Re: Regular Expressions Using too many regular expressions

OmegaMan

Ok, here are the results:

Start data size #52690524
Regex 0 Time (00:00:00.0652323) data size #52690524
Regex 1 Time (00:00:01.9986221) data size #52402607
Regex 2 Time (00:00:16.9111993) data size #24857174
Regex 3 Time (00:00:00.0263516) data size #24857174
Regex 4 Time (00:00:00.1885993) data size #24525990
Regex 5 Time (00:00:00.0979660) data size #24525990
Regex 6 Time (00:00:00.0551296) data size #24525990
Regex 7 Time (00:00:00.0898915) data size #24525990
Regex 8 Time (00:00:00.1331160) data size #24525990
Regex 9 Time (00:00:00.2463950) data size #24525990
Regex 10 Time (00:00:03.2042784) data size #24060057
Regex 11 Time (00:00:00.1560097) data size #24017049
Regex 12 Time (00:00:00.1934167) data size #24043681
Regex 13 Time (00:00:00.0381788) data size #24043681
Regex 14 Time (00:00:05.4292897) data size #26325833
Regex 15 Time (00:00:00.0412426) data size #26325833
Regex 16 Time (00:00:00.2905833) data size #26325732
Done: data size #26325732
Done

I bumped the size up to 50meg. (Note don't open an mht file in Word 2007...drops it like a rock! I had this problem in 2003, thought they would have fixed it...oh well). Then ran the test.

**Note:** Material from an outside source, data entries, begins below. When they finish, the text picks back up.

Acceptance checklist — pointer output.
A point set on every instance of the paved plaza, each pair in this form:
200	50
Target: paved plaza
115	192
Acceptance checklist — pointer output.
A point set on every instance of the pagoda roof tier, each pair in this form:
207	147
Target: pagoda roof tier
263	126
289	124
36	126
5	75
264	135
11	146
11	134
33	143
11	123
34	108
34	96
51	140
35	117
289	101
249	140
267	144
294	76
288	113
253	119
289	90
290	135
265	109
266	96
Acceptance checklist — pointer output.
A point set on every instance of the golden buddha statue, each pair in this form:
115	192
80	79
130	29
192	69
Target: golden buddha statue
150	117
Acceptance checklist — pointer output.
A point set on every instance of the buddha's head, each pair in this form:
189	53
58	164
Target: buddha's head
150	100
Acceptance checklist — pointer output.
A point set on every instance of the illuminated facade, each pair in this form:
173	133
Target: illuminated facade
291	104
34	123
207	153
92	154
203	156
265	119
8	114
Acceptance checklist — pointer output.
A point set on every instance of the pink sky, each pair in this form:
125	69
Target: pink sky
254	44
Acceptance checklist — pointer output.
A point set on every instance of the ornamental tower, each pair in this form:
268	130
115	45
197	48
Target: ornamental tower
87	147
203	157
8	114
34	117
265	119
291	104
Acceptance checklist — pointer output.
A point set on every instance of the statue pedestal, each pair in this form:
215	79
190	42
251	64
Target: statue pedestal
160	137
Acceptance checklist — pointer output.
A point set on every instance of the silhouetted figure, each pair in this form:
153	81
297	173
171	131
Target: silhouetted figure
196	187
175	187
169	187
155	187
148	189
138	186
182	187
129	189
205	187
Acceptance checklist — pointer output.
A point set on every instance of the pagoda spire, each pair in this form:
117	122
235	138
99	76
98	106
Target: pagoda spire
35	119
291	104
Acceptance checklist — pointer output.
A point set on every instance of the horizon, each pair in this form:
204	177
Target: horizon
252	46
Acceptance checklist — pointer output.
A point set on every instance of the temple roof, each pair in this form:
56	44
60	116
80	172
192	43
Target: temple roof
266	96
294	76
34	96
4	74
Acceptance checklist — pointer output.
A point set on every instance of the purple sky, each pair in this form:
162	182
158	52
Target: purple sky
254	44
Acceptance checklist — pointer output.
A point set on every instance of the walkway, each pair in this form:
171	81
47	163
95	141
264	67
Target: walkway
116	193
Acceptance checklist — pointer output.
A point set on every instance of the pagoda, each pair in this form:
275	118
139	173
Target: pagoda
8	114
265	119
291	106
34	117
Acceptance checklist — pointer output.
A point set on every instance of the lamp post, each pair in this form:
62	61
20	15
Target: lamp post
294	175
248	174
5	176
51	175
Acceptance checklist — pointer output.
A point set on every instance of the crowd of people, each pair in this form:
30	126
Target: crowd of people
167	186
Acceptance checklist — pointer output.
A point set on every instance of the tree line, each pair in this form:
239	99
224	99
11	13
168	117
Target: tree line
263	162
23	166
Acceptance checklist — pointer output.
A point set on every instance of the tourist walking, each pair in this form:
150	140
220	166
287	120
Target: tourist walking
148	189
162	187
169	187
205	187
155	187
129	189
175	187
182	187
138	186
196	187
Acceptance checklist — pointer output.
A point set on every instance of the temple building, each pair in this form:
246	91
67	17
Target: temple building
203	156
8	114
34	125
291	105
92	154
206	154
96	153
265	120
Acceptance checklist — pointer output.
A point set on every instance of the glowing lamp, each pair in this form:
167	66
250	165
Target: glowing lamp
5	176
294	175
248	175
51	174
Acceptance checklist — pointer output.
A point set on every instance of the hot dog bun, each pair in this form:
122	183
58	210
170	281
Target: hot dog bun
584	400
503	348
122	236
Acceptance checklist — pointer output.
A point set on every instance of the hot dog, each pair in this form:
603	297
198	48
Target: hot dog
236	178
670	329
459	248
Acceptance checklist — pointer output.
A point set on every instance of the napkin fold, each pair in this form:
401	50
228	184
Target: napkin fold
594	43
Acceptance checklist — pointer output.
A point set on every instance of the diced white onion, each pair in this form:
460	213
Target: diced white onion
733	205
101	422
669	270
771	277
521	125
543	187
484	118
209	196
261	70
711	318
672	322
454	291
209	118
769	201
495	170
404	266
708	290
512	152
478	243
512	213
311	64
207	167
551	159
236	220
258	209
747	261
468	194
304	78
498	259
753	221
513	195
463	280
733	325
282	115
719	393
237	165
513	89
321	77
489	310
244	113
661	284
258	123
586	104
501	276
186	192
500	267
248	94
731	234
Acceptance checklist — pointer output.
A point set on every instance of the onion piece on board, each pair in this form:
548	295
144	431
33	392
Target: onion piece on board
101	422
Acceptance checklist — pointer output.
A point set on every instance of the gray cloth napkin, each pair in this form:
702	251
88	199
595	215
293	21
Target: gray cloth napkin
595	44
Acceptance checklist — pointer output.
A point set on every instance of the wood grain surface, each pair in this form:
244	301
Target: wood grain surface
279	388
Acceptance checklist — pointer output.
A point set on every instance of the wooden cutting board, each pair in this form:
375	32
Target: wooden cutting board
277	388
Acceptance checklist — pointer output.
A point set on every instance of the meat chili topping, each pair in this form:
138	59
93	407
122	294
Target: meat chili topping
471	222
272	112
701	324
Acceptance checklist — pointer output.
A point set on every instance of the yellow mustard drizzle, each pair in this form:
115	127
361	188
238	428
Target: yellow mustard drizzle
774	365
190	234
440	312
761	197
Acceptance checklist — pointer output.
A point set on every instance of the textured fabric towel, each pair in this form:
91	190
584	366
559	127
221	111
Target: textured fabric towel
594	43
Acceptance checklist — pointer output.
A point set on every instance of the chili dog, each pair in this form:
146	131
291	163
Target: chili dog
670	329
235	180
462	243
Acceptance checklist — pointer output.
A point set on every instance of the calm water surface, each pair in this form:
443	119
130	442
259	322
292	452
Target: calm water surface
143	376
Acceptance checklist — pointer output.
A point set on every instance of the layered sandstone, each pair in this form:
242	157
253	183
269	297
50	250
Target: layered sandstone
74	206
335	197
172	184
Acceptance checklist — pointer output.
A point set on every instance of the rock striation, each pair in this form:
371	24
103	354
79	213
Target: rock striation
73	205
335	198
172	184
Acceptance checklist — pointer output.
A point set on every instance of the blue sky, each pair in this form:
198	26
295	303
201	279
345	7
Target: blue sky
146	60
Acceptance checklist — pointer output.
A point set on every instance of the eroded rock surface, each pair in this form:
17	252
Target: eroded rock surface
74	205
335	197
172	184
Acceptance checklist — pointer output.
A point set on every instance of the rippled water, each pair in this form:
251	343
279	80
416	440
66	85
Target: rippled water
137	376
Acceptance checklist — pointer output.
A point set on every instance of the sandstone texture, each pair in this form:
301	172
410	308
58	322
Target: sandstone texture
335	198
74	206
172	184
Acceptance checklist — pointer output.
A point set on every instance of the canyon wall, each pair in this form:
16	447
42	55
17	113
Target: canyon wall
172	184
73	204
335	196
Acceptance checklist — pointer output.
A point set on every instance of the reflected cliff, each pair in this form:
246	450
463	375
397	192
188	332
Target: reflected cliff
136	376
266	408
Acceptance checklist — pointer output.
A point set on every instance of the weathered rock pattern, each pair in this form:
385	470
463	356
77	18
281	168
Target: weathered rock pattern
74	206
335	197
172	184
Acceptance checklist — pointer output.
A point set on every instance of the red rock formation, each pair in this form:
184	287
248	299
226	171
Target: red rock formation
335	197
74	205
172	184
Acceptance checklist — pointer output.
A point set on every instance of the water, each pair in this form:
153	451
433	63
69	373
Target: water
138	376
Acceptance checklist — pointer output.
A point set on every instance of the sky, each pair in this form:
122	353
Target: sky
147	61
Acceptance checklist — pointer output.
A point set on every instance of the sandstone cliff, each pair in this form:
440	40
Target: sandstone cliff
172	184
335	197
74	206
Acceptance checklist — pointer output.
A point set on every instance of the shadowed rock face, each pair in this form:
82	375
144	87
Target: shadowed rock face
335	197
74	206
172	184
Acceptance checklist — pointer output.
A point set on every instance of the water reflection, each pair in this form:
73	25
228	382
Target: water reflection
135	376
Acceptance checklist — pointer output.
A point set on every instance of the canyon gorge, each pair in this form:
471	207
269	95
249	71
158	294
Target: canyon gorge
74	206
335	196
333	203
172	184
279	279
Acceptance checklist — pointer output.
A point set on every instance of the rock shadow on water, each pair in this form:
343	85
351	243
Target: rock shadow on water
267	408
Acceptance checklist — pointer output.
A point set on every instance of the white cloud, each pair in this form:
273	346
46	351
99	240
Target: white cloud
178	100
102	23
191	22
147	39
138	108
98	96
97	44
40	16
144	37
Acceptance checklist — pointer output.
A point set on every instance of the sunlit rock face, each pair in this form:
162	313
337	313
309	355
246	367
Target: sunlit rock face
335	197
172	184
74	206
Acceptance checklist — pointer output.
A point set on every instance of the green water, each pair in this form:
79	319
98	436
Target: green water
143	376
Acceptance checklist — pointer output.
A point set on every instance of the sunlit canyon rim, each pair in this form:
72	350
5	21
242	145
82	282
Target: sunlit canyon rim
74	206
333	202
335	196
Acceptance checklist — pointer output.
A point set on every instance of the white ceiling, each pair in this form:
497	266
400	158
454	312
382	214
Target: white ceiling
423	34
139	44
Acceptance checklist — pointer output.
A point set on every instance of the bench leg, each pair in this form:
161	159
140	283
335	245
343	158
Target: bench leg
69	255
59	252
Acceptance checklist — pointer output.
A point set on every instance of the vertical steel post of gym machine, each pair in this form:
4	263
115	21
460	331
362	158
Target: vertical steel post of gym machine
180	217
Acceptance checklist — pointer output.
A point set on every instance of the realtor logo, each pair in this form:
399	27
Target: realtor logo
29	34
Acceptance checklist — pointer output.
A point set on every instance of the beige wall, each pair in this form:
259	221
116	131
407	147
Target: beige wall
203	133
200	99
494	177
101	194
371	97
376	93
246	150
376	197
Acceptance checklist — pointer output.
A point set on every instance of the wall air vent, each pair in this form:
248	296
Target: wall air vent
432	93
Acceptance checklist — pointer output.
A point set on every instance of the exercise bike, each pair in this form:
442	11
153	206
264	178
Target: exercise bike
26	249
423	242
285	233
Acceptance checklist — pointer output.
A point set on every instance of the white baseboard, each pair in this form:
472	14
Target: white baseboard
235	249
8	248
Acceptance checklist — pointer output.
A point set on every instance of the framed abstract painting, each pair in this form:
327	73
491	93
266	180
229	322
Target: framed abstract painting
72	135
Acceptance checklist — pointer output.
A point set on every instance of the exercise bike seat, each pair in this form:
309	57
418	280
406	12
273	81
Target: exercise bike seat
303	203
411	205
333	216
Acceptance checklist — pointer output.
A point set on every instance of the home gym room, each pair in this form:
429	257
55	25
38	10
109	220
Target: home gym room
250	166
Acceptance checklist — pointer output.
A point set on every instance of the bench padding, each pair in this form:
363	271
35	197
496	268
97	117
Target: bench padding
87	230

The results show that it took longer, but that it worked.

Now the private bytes memory footprint shot well over 1 gig...so I wonder if your machine just doesn't have the horse power and is now paging into memory . I am running on a Dual Core (2.16) with two gig of memory.







Re: Regular Expressions Using too many regular expressions

sensfan

I'm running a Pentium 4 2.8 gig processor with 1.5 gigs of ram.

I seem to be able to process the file everytime I start the application but if I try to process it a second time (and so on) without closing the application and re-opening it, I get the System.OutOfMemoryException. If I close the Application and do it over again...it will process it the first time again.

I tried doubling the file size to 50 mb and it won't even process it at all...I get the same error.

Must be that my computer is not powerful enough.